The 30 Something Working Group was a grouping of ten members of the United States House of Representatives Democratic caucus, most of whom were under the age of forty. Minority Leader Nancy Pelosi created the group in an effort reach out to younger American voters following a decline in support in recent elections.

Active primarily during the 109th Congress, when the Democrats were the minority party, the group's stated mission was "engaging the next generation of Americans further in government and the political process". For much of its history, the group was led by Debbie Wasserman Schultz and Kendrick Meek, both of whom were from South Florida.
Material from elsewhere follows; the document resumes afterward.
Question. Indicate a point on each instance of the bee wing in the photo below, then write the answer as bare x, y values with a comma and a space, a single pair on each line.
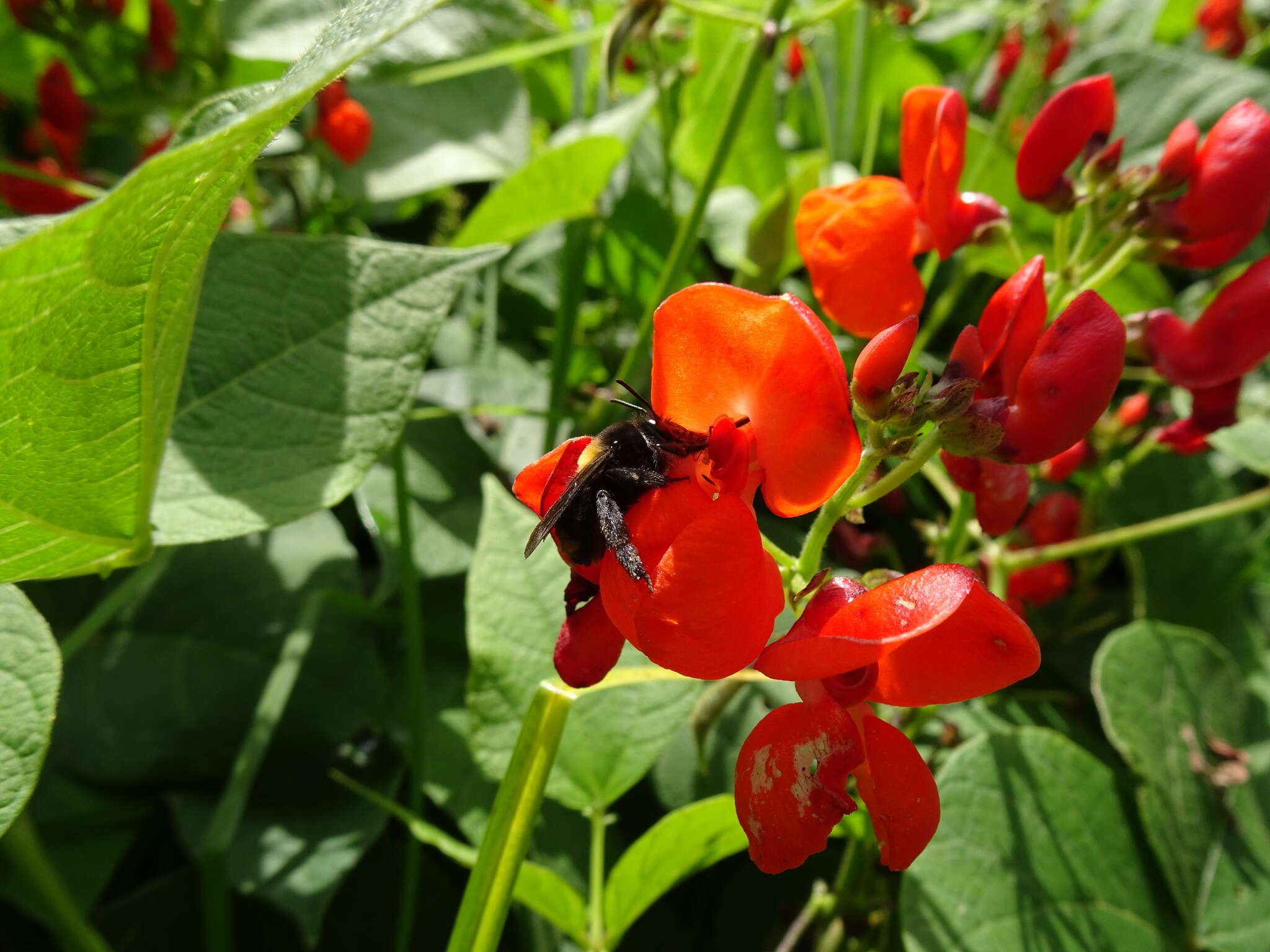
571, 493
While Congress was in session, members of the group often gave speeches to an empty House chamber; its main audience then being viewers on C-SPAN.

== Members ==

- Jason Altmire
- Dan Boren
- Yvette Clarke
- Chris Murphy
- Tim Ryan
- Linda Sánchez
- Heath Shuler
- Debbie Wasserman Schultz
- Kendrick Meek
- Bill Delahunt — Honorary member

==Legacy==
According to Representative Ryan, members of the Working Group were "rewarded" with positions on powerful committees; Wasserman Schultz was appointed to the Ways and Means committee in the 110th Congress.

The last update on the group's website is dated January 28, 2008, and the group is presumably defunct. During the 113th Congress in 2015, the Future Forum caucus was established, a spiritual successor to the 30 something working group. It similarly features young, Democrat house members, and attempts to reach out and elevate issues pertaining to Millennial and Generation Z voters.